OK this is definitely my favorite cake recipe for the summer and you must have it, too. And use. You will not regret it!!
(I got this recipe from The Pioneer Woman. Her site is totally awesome – http://www.thepioneerwoman.com – and once you visit her you will probably never come back to me. Hello? Hello?? You’re already gone…I knew it…)
Strawberry Shortcake Cake
-1 1/2 cups flour
-3 tablespoons corn starch
-1/2 teaspoon salt
-1 teaspoon baking soda
-9 tablespoons unsalted butter, room temperature
-1 1/2 cups sugar
-3 large eggs
-1/2 cup sour cream, room temperature
-1 teaspoon vanilla
8 oz cream cheese, room temperature
2 sticks unsalted butter
1 1/2 pounds powdered sugar, sifted (I don’t sift my powdered sugar. I’m a rebel.)
1 teaspoon vanilla
1 pound strawberries, hulled and sliced
1 handful of blueberries for decor and yumminess.
What to do:
-Sift together flour, salt, baking soda, and corn starch. (I did sift at this point.)
-Cream 9 tablespoons butter with the sugar until light and fluffy. Add eggs one at a time, mixing well each time. Add sour cream and vanilla and mix until combined. Add sifted dry ingredients and mix on low speed until just barely combined. (I’m also not good about “just barely” combining. It turns out great if you “really combine” them, too.)

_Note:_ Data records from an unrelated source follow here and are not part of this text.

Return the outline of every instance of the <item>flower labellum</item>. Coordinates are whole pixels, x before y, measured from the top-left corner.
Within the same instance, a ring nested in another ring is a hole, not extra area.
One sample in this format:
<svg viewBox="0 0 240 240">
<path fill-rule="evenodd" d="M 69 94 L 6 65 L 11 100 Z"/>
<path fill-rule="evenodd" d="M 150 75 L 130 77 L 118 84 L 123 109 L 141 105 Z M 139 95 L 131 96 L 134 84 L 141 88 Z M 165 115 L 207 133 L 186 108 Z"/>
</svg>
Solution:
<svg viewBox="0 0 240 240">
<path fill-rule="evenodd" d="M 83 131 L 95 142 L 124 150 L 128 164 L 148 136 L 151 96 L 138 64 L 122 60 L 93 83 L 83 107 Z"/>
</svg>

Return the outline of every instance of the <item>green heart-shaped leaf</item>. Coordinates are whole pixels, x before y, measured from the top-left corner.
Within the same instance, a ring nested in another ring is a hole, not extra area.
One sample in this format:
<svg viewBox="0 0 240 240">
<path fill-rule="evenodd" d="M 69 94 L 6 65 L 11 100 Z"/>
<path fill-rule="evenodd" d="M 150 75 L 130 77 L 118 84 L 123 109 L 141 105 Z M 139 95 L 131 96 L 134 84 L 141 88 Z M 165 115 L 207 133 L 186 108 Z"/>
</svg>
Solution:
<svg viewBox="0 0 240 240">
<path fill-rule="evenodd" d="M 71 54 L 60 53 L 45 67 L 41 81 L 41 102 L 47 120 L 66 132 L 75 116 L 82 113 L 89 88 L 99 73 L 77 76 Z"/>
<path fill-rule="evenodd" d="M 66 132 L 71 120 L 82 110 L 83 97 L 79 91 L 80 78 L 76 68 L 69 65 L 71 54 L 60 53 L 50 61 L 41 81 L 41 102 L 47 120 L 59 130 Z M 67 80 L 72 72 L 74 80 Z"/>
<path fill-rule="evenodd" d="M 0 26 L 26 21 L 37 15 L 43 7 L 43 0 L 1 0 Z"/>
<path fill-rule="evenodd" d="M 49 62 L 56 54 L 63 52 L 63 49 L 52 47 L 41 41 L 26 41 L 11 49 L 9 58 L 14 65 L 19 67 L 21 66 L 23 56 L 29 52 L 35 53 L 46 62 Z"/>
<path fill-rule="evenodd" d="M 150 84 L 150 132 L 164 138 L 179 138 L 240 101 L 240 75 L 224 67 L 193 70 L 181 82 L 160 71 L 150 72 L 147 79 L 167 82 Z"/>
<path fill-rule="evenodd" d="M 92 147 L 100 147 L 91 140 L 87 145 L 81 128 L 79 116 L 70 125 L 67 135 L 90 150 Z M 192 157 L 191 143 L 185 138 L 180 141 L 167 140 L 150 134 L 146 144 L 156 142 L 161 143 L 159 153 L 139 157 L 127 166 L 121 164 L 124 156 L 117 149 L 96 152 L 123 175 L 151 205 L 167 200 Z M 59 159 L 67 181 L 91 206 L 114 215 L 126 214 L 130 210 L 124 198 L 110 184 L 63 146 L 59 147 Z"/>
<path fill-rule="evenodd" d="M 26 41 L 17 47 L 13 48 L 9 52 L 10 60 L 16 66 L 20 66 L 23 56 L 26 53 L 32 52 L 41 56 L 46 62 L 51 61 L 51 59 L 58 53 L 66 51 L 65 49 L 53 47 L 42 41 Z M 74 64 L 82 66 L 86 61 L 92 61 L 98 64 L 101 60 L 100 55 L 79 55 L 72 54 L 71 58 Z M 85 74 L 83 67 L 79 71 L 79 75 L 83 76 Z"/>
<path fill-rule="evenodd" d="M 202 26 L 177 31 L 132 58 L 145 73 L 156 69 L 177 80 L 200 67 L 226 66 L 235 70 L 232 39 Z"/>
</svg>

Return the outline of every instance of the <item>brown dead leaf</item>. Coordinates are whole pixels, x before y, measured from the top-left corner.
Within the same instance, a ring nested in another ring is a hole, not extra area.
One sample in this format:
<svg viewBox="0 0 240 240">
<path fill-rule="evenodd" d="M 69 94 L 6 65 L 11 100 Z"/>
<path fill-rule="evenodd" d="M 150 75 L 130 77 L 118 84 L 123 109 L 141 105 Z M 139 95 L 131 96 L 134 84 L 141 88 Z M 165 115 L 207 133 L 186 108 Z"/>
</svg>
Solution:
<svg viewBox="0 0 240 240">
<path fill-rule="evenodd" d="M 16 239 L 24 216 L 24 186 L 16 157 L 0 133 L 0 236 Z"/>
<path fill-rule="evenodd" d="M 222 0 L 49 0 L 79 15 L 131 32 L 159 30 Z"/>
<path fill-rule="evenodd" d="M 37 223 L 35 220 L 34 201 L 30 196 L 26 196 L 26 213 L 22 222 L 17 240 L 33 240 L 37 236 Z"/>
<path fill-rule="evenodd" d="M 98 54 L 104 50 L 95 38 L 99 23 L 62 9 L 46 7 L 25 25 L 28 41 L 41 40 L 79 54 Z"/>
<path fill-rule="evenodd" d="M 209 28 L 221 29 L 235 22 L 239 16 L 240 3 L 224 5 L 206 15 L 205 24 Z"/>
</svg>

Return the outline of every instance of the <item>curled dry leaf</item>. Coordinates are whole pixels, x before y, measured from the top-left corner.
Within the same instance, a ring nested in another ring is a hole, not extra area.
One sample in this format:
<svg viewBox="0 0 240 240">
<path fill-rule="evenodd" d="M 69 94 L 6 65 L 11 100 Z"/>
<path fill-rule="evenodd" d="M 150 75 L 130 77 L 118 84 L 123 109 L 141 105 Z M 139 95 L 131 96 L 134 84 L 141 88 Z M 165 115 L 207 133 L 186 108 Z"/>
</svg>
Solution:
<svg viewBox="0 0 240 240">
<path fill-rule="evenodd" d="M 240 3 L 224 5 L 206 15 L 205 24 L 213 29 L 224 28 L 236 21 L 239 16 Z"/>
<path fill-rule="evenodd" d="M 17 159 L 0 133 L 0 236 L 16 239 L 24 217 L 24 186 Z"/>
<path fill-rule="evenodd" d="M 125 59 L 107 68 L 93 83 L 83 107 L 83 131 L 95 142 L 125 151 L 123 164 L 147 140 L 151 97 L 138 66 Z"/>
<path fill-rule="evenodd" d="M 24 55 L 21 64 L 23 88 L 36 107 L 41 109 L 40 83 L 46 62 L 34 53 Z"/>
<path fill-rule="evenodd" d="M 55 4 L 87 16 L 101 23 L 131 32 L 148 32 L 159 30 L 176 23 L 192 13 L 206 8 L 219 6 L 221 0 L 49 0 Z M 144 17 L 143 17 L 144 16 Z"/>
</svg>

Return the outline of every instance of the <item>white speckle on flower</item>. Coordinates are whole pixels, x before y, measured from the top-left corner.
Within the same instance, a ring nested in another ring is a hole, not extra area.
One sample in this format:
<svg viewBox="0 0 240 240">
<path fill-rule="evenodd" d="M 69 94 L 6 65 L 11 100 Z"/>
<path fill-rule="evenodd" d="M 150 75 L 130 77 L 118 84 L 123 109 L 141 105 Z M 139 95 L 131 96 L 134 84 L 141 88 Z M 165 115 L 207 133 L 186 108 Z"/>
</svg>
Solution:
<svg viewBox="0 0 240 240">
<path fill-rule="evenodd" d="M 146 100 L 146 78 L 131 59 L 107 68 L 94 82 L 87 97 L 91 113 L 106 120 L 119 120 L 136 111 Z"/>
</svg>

-Pour into greased and floured 8-inch cake pan. Bake at 350 degrees for 45 to 50 minutes, or until no longer jiggly like my bottom. Remove from cake pan as soon as you pull it out of the oven, and place on a cooling rack and allow it to cool completely. (I have made this cake twice now. When I used 8 inch pans, it made two 8 inchers. When I used a 9 inch pan, there was not enough left to do another.)
-Place stemmed and sliced strawberries into a bowl (reserve as many or few as you would like to decorate outside of cake) and sprinkle with 3 tablespoons sugar. Stir together and let sit for 30 minutes. After 30 minutes, mash the strawberries in two batches. Sprinkle each half with 1 tablespoons sugar and allow to sit for another 30 minutes.
–Make icing: combine cream cheese, 2 sticks butter, sifted powdered sugar, vanilla, and dash of salt in a mixing bowl. Mix until very light and fluffy.
-Slice cake in half through the middle. Spread strawberries evenly over each half (cut side up), pouring on all the juices. Place cake halves into the freezer for five minutes, just to make icing easier.
-Remove from freezer. Use a little less than 1/3 of the icing to spread over the top of the strawberries on the bottom layer. Place the second layer on top. Add half of the remaining icing to the top spreading evenly, then spread the remaining 1/3 cup around the sides.
-Leave plain OR garnish with strawberry halves and blueberries.
IMPORTANT: Cake is best when served slightly cool. The butter content in the icing will cause it to soften at room temperature. For best results, store in the fridge!